The project, called Smart Policing, aims at the identification and verification of citizens identity when stopped by the police. The facial recognition will speed up the process of identifying citizens quicker. 

Hank Schless, Senior Manager, Security Solutions at Lookout, says, “The devices being used in this project have been described as “smartphone-like,” which means they may be built on a mobile operating system or something very close to it. While there aren’t many details about the devices themselves, this means that the convenience they bring will likely come with increased risk. "
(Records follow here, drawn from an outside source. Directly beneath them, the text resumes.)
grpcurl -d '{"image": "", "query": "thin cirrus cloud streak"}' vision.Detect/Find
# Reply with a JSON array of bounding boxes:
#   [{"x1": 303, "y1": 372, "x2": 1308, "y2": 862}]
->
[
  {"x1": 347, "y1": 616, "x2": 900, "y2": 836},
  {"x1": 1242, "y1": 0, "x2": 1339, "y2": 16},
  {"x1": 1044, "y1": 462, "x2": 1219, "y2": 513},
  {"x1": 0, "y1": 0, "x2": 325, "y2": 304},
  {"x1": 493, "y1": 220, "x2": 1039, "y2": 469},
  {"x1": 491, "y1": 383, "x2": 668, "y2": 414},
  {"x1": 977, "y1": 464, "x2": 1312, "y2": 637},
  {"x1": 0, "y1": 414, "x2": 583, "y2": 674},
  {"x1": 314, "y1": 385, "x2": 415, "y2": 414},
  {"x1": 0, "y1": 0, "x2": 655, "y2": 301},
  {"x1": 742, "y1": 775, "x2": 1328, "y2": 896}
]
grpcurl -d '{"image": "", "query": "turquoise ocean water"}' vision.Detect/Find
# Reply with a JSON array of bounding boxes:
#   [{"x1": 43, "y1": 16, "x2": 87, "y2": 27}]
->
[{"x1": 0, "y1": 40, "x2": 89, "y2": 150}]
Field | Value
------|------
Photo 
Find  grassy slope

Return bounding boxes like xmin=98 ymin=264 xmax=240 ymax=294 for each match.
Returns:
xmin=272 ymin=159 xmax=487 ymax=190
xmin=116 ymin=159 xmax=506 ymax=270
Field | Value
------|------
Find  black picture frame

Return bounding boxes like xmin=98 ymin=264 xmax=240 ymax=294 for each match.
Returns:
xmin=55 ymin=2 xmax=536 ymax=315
Just like with smartphones and tablets, if one of these devices is compromised, it could give the attacker full access to the data on the device and anything it can access, Schless says. "It’s been noted that these devices will be connected to a handful of government databases. If compromised, one of these devices could serve as a backdoor into the greater database. We see this with threat actors behind mobile phishing campaigns who socially engineer mobile users. Attackers convince victims to share login details or install malware to gain access to the entire infrastructure."

He adds, "As we learn more about the technical architecture of these devices, we’ll be able to have a better understanding of the risk involved. That being said, the Greek police forces should be securing these devices against mobile phishing, network, and device-based attacks is a top priority.” 

Setu Kulkarni, Vice President, Strategy at WhiteHat Security, notes, "Now, it’s not a matter of “if and when we can use technology to do a <name your activity>”. Its matter of “should we use technology to do a <name your activity>”. From AI and automation threatening an industrial workforce to AI and CV threating our privacy."

Kulkarni says, "In this case, if the Greek police are able to figure out a way to avoid over-reach – unintentional or intentional – there may be merit in using this technology. In addition, there need to be policy-level decisions to be made around using this technology to aid the police when they are in pursuit and not as a blanket surveillance measure that eventually becomes draconian.”